Search code examples
pythonlinuxrsyncflask-socketio

How can you get real time copy progress of a large file with Python?


I've searched high and low, and each time I find something that looks promising it's not panned out.

Ultimately I want to grab the real time progress of a file copy on a linux machine from inside python. I'll take that progress and emit it to a client web page with Flask-SocketIO, likely threaded to avoid blocking.

I don't mind if it's rsync, copy, or any other means...(shutil etc) to handle the actual copy. I just want a hook to push an update over the socket.

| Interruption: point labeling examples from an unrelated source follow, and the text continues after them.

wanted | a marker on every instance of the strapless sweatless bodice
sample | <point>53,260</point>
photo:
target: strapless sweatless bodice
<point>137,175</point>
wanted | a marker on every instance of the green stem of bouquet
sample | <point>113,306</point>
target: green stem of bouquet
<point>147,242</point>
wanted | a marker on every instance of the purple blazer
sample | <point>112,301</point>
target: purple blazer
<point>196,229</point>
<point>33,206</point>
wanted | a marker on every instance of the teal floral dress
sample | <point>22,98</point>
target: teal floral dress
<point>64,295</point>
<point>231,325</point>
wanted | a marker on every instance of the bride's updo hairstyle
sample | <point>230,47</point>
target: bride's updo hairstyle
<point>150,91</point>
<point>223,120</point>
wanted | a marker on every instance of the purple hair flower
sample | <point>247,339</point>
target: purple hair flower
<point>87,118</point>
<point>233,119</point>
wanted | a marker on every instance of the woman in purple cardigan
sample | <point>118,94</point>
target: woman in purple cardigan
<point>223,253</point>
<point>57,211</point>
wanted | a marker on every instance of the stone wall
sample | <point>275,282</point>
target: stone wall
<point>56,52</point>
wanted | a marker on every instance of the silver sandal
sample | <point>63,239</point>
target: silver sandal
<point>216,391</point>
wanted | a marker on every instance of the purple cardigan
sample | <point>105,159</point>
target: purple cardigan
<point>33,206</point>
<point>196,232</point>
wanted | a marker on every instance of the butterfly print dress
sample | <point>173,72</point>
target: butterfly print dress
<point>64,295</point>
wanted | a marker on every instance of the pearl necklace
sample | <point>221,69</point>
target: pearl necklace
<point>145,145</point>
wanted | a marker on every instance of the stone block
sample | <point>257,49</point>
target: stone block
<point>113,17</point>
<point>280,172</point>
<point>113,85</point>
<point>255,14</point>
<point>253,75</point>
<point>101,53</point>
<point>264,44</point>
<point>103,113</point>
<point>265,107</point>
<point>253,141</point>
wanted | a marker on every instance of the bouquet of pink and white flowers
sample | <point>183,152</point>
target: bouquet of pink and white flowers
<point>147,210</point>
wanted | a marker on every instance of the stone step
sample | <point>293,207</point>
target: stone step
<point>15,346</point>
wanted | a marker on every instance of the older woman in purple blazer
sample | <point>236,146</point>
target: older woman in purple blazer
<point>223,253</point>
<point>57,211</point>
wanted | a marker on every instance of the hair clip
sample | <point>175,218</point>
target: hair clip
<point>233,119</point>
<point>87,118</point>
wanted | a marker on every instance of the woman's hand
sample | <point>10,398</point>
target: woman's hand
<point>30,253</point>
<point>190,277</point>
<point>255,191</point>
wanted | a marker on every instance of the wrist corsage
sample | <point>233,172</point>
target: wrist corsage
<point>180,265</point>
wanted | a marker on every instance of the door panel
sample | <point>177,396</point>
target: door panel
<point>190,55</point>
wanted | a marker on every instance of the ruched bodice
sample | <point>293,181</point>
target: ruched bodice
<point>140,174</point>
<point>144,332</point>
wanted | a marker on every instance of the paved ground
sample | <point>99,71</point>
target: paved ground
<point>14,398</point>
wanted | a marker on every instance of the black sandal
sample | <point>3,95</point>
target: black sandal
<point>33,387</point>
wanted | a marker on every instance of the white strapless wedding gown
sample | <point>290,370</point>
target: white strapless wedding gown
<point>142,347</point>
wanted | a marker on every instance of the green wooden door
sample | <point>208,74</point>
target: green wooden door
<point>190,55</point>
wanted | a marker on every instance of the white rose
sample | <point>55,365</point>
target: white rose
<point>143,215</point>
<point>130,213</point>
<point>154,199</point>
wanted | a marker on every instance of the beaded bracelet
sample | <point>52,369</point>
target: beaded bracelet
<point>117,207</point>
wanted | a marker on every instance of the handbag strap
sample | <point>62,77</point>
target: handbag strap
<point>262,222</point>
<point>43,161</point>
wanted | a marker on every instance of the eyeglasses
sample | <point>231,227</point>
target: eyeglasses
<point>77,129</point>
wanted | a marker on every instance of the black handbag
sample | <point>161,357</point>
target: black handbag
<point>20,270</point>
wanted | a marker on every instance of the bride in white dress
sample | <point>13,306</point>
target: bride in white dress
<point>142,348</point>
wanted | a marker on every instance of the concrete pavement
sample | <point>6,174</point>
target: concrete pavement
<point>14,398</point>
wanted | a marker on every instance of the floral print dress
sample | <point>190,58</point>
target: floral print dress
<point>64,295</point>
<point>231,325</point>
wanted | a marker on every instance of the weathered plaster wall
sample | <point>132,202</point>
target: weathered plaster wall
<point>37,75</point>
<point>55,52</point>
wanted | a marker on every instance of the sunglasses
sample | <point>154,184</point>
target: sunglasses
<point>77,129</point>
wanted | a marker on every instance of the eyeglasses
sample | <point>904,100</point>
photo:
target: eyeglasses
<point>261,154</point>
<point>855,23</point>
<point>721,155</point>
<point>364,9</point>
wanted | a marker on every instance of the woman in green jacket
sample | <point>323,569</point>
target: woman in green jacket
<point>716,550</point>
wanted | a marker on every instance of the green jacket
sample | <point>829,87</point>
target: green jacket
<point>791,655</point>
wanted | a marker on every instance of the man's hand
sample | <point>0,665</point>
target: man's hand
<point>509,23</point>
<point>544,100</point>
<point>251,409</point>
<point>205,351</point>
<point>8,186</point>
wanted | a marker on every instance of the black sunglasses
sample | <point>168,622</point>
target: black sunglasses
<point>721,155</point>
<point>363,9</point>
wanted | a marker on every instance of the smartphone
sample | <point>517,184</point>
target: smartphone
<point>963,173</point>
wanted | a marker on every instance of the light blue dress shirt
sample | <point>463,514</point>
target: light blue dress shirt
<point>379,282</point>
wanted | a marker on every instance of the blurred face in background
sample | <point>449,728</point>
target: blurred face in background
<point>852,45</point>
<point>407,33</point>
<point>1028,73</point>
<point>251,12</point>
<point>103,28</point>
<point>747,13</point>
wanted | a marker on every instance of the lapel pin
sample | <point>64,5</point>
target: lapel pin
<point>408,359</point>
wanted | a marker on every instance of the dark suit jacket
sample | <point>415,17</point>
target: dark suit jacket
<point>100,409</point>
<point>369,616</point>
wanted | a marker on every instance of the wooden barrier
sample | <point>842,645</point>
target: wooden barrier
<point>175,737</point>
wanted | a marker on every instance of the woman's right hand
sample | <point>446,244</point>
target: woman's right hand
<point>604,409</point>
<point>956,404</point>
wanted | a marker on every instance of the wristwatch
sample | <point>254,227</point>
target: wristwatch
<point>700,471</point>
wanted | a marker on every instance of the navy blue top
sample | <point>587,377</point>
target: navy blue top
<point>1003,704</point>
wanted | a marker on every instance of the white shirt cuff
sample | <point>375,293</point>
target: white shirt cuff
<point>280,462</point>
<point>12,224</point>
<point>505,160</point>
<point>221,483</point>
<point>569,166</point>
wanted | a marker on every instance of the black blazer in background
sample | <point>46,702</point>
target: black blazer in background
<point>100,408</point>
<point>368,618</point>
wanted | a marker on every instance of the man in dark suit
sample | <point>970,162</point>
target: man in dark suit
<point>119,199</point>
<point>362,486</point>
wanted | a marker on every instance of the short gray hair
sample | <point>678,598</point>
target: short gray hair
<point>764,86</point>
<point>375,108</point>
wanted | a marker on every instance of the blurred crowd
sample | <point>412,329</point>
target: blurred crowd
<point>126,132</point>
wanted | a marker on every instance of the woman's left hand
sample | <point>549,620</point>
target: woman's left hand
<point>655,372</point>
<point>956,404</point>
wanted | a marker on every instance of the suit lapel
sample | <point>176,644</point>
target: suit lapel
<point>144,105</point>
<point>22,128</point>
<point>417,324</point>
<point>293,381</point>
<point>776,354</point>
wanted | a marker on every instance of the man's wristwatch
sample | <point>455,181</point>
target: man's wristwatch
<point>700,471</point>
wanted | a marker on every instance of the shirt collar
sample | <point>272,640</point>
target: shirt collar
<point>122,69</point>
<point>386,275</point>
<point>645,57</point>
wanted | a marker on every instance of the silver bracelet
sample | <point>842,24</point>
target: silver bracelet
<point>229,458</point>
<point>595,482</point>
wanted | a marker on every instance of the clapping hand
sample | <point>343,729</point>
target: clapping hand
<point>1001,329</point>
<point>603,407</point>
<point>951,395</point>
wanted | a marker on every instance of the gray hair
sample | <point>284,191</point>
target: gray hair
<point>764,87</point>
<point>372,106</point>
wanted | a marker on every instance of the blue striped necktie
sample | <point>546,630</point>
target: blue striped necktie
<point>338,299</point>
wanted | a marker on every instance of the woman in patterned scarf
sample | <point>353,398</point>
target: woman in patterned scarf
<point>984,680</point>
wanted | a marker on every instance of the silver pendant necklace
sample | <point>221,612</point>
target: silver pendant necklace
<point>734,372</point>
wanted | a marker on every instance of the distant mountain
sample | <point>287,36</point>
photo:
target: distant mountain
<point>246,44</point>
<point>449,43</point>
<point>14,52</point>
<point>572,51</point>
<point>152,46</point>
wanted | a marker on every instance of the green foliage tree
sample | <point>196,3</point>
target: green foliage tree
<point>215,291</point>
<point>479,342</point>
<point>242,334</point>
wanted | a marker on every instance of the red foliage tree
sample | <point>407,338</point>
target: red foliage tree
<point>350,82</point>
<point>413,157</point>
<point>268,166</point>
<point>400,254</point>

Thus far I've found this to be the most promising. However, I'm not quite grasping it's console printing mechanism, because when I try to print output to a file, or just a regular Python print, it comes out one character at a time.

import subprocess
import sys

def copy_with_progress(src, dst):
    cmd = 'rsync --progress --no-inc-recursive %s %s'%(src, dst)
    sub_process = subprocess.Popen(cmd, close_fds=True, shell=True, stdout=subproces.PIPE, stderr=subprocess.PIPE)
    while sub_process.poll() is None:
        out = sub_process.stdout.read(1)
        sys.stdout.write(out)
        sys.stdout.flush()


src = '/home/user/Downloads/large_file.tar'
dst = '/media/usbdrive/large_file.tar'

copy_with_progress(src, dst)

Which came from this SO question: Getting realtime output using subprocess

However, this reports the output back over stdout. I'd like capture this output in a variable and emit it.

The stdout progress looks like this, with one line being updated constantly: large_file.tar 323,780,608 19% 102.99MB/s 0:00:12 When I print the variable named 'out' I get a single character that prints to the screen cycling a new line over and over.

How do I capture this info in a way that's useable for transmitting to client side?

Is there a way to grab the entire line for each refresh of the status?


Solution

  • What I've done in the past is to copy the data in chunks and use a callback function to monitor the progress. Something like:

    # Python_2
    
    def copy_with_callback(sourceFile, destinationFile, callbackFunction):
        chunk = 4*1024
        sourceSize = os.path.getsize(sourceFile)
        destSize = 0
        with open(sourceFile, 'rb') as fSrc:
            with open(destinationFile, 'wb') as fDest:
                data = fSrc.read(chunk)
                if len(data) == 0:
                    break
                fDest.write(data)
                destSize += len(data)
                callbackFunction(sourceSize, destSize)
    
    def example_callback_function(srcSize, dstSize):
        ''' Just an example with print.  Your viewer code will vary '''
        print 'Do something with these values:', srcSize, dstSize
        print 'Percent?', 100.0 * dstSize / srcSize
    
    def main():
        src = '/tmp/A/path/to/a/file.txt'
        dest = '/tmp/Another/path/to/a/file.txt'
        copy_with_callback(src, dest, example_callback_function)
    

    An advantage is this python code doesn't depend upon OS specific functionality.